Let's say you want a shuffle mode on your music service or Netflix service. You'll have to combine randomness with weight, e.g. popularity, relevance, etc. From here on, I will use the term -weighted- to represent a combination of inputs like popular, relevancy, new, etc
Approaches
There are multiple approaches to this that will yield mildly different results. We will only touch on a couple ideas now, but may follow-up with more in the future.
π Pool of Popularity
One approach to retrieving randomly weighted data is to limit the available data first and then choosing a random item from the list.
Example: Take the top 500 chart topping songs in a decade and cycle through them.
This approach is good if you want to always exclude less popular songs, but a pitfall is that you're essentially limiting yourself to only 500 songs out of the box; if you've ever used Pandora, you'll know how repetitive this can get.
π A Weighted Array
This approach is similar to our final approach, but less efficient. I wanted to discuss it first because it's likely a technique people would think of and implement poorly.

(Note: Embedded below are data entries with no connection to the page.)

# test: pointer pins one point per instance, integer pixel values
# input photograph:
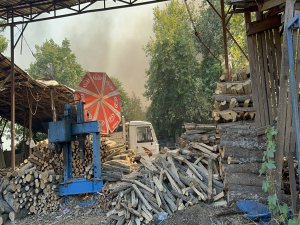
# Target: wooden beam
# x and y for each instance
(271, 4)
(282, 102)
(266, 24)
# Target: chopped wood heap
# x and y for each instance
(33, 187)
(28, 191)
(233, 99)
(170, 182)
(116, 160)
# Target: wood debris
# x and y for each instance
(170, 182)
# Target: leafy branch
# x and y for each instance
(280, 212)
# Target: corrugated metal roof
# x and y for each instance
(29, 88)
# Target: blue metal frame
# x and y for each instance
(70, 185)
(294, 23)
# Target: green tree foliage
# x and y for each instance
(237, 28)
(65, 68)
(3, 40)
(174, 84)
(209, 28)
(134, 109)
(130, 105)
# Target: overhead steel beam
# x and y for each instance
(48, 13)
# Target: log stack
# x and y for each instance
(32, 188)
(233, 99)
(240, 161)
(202, 133)
(171, 182)
(116, 160)
(28, 191)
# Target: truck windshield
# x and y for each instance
(144, 134)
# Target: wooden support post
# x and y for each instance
(282, 102)
(123, 129)
(293, 184)
(53, 104)
(13, 95)
(30, 123)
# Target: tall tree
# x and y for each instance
(174, 84)
(66, 70)
(134, 109)
(130, 105)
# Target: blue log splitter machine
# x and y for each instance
(62, 133)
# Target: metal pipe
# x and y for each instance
(293, 86)
(225, 40)
(13, 100)
(228, 31)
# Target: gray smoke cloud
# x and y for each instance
(110, 41)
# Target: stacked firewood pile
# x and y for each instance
(233, 100)
(202, 133)
(28, 191)
(32, 188)
(171, 182)
(45, 159)
(116, 160)
(241, 156)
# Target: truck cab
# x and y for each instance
(142, 138)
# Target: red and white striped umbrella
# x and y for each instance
(102, 100)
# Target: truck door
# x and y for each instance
(146, 141)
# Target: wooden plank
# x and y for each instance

Let's say you have numbers 1-6 and you want 2 and 4 to show up more often than the rest. In a normally distributed set, you'd have an array like:
[1, 2, 3, 4, 5, 6]
And you'd get as random an entry as your random number generator can make for you. However, a simple way of adding weight here is to increase the amount of times a number appears, like:
[1, 2, 2, 3, 4, 4, 5, 6]
If you pick a random number from this set, it's more likely to be a 2 or a 4, but it could still be all the rest. Unlike the Pool of Popularity approach, this will still allow unpopular items to be chosen at a lesser likelihood.
In order to determine fluctuating weights, you could add more numbers:
[1, 2, 2, 2, 2, 2, 2, 2, 3, 4, 4, 4, 5, 6]
Just at a glance, which item do you think is most likely to show up here?
This is an extremely simple way of adding weights, but it's not efficient at all. It's good for dice rolls, but not much more.
π Subtracting Popularity
This is my preferred approach over the one above. What we're going to do here is subtract numbers from each other in order to get a likely popular item. There are variations to this approach you can explore, so don't think this implementation is the end-all-be-all.
Let's first start by describing a simple set of data; we'll use movies from 2019. I'll assign them an arbitrary weight (0-1) that we pretend is made up of user reviews, relevance to user, etc.
0. [0.91] Parasite
1. [0.89] Avengers: Endgame
2. [0.85] Joker
3. [0.76] Once Upon a Time... In Hollywood
4. [0.74] Marriage Story
5. [0.71] The Irishman
6. [0.61] Midsommar
7. [0.57] Ad Astra
8. [0.49] Yesterday
9. [0.25] Cats
Example: https://jsfiddle.net/hfnqk0t1/
As you can see, we have a selection of mostly good movies (0-5), then a selection of lesser movies. You'll also notice that our weights can be any number, such as 0.91481 which makes it complicated to use the dice approach above where we add more items to an array.
This example just shows 10 movies, but we could be dealing with hundreds of thousands over the years.
The purpose of this approach is to find a movie that is likely good, but not to completely exclude others that may be less popular. Ever heard of a cult classic? Fight Club, The Thing, and Blade Runner all failed at the box office but went on to become classics.
First, we'll want to sum all of our weights into a number.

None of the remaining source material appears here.